7 Python basics for JavaScript engineers

7 Python basics for JavaScript engineers

7 Python basics for JavaScript engineers

I’ll be honest. My main expertise and experience is in JavaScript with Node and frontend frameworks like React. I took a Python Introduction to Computer Science course through EdX a few years back and have only really needed to use it sporadically since then. That all changed two weeks ago when a new project started at work. My team was tasked with rapidly getting ramped up on Python and writing a new back-end service in the language.

Here are 7 things I’ve learned so far writing in the Python language every day:

1. Python version management

I feel like it’s less common for folks to alternate between different versions of Node these days but the tool to do that in nvm. Python has competing solutions for this problem. Two of those are conda and pyenv with pyenv-virtualenv

pyenv allows you to use different versions of python and and pyenv-virtualenv allows you to sandbox different environments with those different python versions so they don’t conflict. For a while pyenv and pyenv-virtualenv were working fine until one day I kept getting really cumbersome openssl issues preventing me from installing dependencies with pip.

I switched to conda. conda is both an environment and package manager. A practice I learned recently was to create a new environment for each project you are working on. So far no issues. 

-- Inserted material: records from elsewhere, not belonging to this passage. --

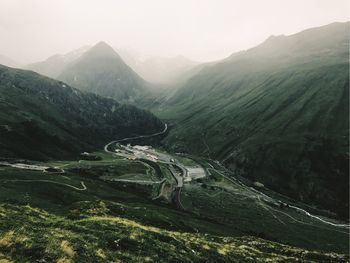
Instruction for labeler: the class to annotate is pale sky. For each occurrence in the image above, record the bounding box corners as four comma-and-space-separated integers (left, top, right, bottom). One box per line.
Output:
0, 0, 350, 63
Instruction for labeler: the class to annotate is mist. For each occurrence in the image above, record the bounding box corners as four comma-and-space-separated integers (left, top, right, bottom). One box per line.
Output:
0, 0, 349, 63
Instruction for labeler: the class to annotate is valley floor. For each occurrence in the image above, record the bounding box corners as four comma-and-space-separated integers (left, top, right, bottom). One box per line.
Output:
0, 127, 349, 263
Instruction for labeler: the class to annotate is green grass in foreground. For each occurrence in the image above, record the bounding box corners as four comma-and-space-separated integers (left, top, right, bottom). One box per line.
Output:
0, 201, 346, 263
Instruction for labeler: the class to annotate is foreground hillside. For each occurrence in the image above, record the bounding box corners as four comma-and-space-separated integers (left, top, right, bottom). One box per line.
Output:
0, 202, 346, 263
0, 151, 349, 263
156, 23, 349, 217
0, 66, 164, 159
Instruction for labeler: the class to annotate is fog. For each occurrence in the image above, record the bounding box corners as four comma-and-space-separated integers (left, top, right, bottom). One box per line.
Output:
0, 0, 350, 63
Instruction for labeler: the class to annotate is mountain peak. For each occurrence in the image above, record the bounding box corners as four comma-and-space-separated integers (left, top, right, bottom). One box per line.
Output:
88, 41, 119, 57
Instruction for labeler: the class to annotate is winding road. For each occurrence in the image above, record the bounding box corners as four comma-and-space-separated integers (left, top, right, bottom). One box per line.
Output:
104, 123, 168, 153
1, 179, 87, 191
207, 164, 350, 229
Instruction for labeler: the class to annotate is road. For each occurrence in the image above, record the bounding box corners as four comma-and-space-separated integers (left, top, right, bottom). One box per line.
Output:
1, 179, 87, 191
104, 123, 168, 153
207, 168, 350, 229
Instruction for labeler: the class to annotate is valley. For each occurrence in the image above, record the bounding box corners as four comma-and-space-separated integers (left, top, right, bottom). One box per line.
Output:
0, 10, 350, 263
0, 124, 349, 262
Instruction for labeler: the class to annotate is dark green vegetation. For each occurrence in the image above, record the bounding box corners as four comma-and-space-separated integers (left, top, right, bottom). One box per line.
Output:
0, 66, 164, 160
58, 42, 145, 102
0, 153, 348, 263
156, 23, 349, 218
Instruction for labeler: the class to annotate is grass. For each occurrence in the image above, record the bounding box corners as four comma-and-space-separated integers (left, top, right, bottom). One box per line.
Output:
0, 151, 348, 262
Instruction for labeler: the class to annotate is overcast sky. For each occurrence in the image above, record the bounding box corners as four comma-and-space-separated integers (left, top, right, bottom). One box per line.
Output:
0, 0, 350, 63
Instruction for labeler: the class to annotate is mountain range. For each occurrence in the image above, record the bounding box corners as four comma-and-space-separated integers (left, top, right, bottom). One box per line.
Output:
156, 23, 349, 217
0, 66, 164, 160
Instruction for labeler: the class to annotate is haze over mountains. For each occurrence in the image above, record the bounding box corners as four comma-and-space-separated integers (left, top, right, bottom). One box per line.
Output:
0, 66, 164, 160
0, 19, 350, 262
158, 23, 349, 219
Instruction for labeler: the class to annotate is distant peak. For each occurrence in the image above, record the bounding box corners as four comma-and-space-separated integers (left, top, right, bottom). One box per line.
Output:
89, 41, 118, 56
94, 41, 112, 48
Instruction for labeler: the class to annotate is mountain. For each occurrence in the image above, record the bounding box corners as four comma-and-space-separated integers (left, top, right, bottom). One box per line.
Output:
0, 66, 164, 162
155, 22, 349, 217
58, 42, 146, 102
25, 46, 90, 78
118, 49, 199, 84
0, 55, 19, 68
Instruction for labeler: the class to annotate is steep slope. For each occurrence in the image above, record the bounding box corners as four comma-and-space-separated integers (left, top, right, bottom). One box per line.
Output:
158, 23, 349, 217
24, 46, 90, 78
58, 42, 145, 102
0, 66, 164, 159
0, 201, 347, 262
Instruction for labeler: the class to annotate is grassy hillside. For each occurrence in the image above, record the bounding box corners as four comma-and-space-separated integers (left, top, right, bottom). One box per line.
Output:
155, 23, 349, 217
0, 153, 349, 263
0, 66, 164, 159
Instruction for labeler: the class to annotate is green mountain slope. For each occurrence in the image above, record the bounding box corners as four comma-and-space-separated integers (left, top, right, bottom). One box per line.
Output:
58, 42, 145, 102
24, 46, 90, 78
0, 66, 164, 159
155, 23, 349, 217
0, 202, 346, 263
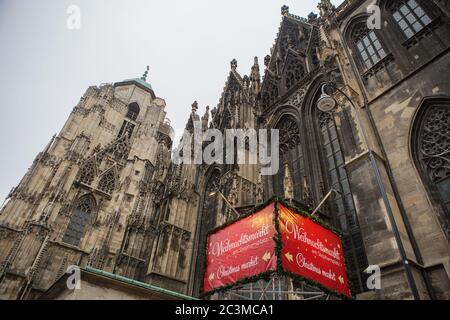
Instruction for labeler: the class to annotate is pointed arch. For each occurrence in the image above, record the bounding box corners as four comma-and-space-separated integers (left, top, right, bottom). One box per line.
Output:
98, 166, 117, 195
410, 96, 450, 237
344, 13, 389, 73
78, 155, 97, 185
62, 194, 97, 246
126, 102, 141, 121
302, 75, 368, 293
193, 166, 222, 294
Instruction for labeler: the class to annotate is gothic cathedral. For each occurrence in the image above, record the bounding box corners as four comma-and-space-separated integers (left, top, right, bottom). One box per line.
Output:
0, 0, 450, 299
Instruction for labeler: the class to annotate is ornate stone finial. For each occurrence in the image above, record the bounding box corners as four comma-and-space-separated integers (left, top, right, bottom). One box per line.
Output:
317, 0, 334, 17
308, 12, 317, 23
264, 55, 270, 67
281, 5, 289, 16
192, 100, 198, 113
141, 66, 150, 81
230, 59, 237, 70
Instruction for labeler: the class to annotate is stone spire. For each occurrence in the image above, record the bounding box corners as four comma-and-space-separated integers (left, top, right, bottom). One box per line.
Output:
192, 100, 198, 113
230, 59, 237, 71
141, 66, 150, 81
202, 106, 209, 131
317, 0, 334, 18
250, 57, 261, 93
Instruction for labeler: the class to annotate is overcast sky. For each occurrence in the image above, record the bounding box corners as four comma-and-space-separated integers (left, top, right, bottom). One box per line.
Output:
0, 0, 342, 203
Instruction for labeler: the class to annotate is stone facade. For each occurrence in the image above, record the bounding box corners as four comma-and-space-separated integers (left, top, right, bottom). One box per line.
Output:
0, 0, 450, 299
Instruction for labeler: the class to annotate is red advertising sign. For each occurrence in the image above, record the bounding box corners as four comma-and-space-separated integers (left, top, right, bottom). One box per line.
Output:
277, 203, 351, 296
203, 203, 276, 292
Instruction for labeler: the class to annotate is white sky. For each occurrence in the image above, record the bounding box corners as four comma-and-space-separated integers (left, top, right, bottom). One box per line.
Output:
0, 0, 342, 203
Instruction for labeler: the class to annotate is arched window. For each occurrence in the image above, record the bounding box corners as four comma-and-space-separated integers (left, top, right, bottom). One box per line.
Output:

2. Python dependency management

In JavaScript, you are typically using a NPM package registry, using yarn or npm to download those dependencies to your local machine, and the package.json file to list the dependencies that need to be downloaded.

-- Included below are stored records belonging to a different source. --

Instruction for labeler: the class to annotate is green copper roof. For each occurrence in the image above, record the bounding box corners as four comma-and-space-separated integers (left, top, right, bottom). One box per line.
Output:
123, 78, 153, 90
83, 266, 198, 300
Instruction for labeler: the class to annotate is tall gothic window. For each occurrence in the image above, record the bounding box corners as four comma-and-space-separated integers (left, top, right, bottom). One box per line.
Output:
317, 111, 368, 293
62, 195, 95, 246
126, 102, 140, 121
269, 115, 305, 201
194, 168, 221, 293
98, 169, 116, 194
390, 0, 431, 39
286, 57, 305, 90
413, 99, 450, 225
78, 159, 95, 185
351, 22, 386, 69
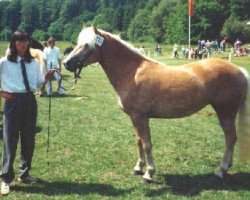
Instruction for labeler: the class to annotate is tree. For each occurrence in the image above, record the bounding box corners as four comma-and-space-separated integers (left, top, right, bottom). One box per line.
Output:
128, 9, 153, 42
221, 18, 250, 44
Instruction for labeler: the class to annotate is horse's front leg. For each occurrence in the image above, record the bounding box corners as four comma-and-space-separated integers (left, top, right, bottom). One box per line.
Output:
134, 133, 146, 175
132, 115, 155, 182
215, 115, 237, 178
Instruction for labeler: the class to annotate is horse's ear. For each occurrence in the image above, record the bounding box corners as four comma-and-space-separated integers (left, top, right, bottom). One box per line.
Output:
91, 24, 98, 33
82, 22, 87, 29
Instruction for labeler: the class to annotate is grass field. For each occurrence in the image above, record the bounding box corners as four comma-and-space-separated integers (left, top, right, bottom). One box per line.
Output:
0, 42, 250, 200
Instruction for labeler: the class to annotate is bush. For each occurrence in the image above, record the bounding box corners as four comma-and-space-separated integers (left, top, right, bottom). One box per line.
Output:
32, 29, 49, 41
0, 27, 12, 41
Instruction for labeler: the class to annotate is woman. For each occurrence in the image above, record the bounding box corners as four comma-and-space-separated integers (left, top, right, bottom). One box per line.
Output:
0, 31, 55, 195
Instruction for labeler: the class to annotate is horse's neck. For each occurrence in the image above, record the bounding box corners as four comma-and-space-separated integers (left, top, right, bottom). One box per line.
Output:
100, 41, 143, 92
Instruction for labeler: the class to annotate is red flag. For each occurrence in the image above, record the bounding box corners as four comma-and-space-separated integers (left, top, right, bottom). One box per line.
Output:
189, 0, 194, 17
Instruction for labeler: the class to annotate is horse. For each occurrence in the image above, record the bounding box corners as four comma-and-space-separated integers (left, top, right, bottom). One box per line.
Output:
63, 46, 74, 56
63, 25, 250, 183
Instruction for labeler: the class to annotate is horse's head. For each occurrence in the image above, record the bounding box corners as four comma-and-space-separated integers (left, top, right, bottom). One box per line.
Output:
63, 25, 103, 72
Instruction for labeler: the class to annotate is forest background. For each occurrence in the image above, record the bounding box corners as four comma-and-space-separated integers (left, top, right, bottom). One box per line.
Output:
0, 0, 250, 44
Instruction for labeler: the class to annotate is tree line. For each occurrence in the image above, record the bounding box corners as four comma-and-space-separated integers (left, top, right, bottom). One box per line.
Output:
0, 0, 250, 44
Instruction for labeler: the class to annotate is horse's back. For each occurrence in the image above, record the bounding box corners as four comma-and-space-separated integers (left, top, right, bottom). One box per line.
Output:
124, 59, 246, 118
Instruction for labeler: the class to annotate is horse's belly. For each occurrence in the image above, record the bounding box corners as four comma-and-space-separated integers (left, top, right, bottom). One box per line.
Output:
148, 103, 207, 119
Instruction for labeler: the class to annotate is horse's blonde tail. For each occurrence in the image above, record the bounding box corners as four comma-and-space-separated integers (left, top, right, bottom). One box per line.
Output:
237, 68, 250, 162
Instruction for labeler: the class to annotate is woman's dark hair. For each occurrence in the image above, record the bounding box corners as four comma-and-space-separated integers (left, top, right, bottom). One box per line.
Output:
7, 30, 33, 62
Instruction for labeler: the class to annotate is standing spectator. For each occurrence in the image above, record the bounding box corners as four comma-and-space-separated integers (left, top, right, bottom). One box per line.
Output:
154, 45, 159, 59
181, 46, 186, 58
44, 37, 65, 96
205, 40, 211, 54
220, 37, 227, 53
173, 44, 178, 59
0, 31, 53, 195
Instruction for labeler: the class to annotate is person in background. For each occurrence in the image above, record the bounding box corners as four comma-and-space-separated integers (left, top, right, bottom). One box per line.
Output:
0, 31, 55, 195
44, 37, 65, 96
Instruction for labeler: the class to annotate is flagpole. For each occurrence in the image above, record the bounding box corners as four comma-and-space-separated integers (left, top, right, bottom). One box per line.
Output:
188, 15, 191, 59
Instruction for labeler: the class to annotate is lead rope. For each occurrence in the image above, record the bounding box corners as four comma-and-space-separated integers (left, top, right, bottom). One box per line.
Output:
47, 62, 52, 166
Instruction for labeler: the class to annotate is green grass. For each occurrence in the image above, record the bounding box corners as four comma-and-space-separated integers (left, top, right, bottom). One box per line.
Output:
0, 42, 250, 200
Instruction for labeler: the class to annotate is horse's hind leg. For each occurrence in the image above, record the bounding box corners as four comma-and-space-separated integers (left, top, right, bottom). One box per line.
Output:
131, 115, 155, 182
134, 134, 146, 175
215, 113, 237, 178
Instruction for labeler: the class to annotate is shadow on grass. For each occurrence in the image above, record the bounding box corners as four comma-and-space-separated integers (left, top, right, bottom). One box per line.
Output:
147, 173, 250, 197
12, 180, 132, 197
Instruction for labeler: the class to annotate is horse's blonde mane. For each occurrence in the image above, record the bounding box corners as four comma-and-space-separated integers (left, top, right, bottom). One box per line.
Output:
77, 27, 149, 59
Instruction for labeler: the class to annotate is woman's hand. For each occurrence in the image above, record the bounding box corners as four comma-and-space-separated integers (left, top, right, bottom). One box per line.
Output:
0, 91, 15, 101
45, 69, 58, 80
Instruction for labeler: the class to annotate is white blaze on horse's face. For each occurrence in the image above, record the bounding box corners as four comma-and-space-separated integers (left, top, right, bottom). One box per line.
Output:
63, 28, 95, 71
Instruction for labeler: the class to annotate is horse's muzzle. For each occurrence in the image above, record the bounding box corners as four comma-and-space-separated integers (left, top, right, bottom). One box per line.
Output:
63, 61, 76, 72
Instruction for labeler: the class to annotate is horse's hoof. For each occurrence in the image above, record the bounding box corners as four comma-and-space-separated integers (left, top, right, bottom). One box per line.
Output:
142, 178, 153, 184
214, 169, 227, 179
133, 170, 144, 176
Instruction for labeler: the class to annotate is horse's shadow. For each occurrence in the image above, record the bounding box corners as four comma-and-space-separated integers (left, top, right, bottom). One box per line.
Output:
12, 180, 132, 197
147, 173, 250, 197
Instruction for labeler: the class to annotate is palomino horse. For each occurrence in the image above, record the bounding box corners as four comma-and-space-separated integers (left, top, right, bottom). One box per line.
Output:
64, 26, 250, 182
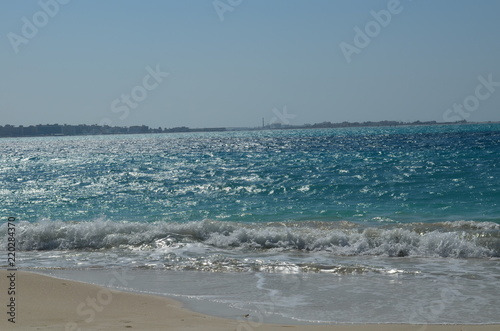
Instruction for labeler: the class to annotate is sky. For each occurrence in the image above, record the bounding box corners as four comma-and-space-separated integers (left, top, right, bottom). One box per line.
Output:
0, 0, 500, 128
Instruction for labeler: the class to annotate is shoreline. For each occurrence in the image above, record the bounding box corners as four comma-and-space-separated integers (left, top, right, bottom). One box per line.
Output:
0, 270, 500, 331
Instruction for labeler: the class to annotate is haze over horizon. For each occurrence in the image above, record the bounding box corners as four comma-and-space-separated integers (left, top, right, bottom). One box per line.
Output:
0, 0, 500, 127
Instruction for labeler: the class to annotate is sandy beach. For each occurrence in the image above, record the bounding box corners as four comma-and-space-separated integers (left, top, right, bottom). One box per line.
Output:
0, 270, 499, 331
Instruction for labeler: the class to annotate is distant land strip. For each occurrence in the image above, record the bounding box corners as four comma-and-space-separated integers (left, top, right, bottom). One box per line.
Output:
0, 120, 499, 137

In Python the public package registry is the Python Package Index (PyPI)(https://pypi.org/), you use pip to download dependencies, and the list of dependencies are in requirements.txt and requirements_test.txt.

3. Python property/method reference

You can refer to properties in many different ways in JavaScript and you can use any of them regardless of context. You can refer to the assign property of Object with Object.assign or Object["assign"], the only real rule being that string property names are generally referred to with dot notation and number property names must use the bracket notation.

In Python dot notation and bracket notation communicates the relationship of the property to the object. Classes must use the dot notation and dicts must use the bracket notation. Don’t worry, Python will let you know when you make a mistake with AttributeError if you try to use dot notation with a dict and object is not subscriptable when you use bracket notation for a class property. Those errors are forever burned into my mind.

4. Python async/await

Finally something familiar to JavaScript folks and more or less works the same. In JavaScript async/await works out of the box assuming you’re using a recent enough version of Node. In Python you need to import in asyncio and make sure the async/await happens within the context of a created event loop. JavaScript also doesn’t allow you to await in a global context. This might change with the proposal for global await but for now you have to use await within the context of a async function.

5. Python types

Most of the JavaScript I write these days is with TypeScript. Python has the typing standard library package which can be extended with pydantic.

6. Python case

JavaScript favors camelCase. Python favors snake_case. I suppose you see a bit of both in out in the wild in terms of API JSON formats. 

One way Python tackles this is you can use pydantic for your type models so that you can use the idiomatic snake_case in your Python service yet use camelCase for the output when you JSON serialize. Here’s one tutorial.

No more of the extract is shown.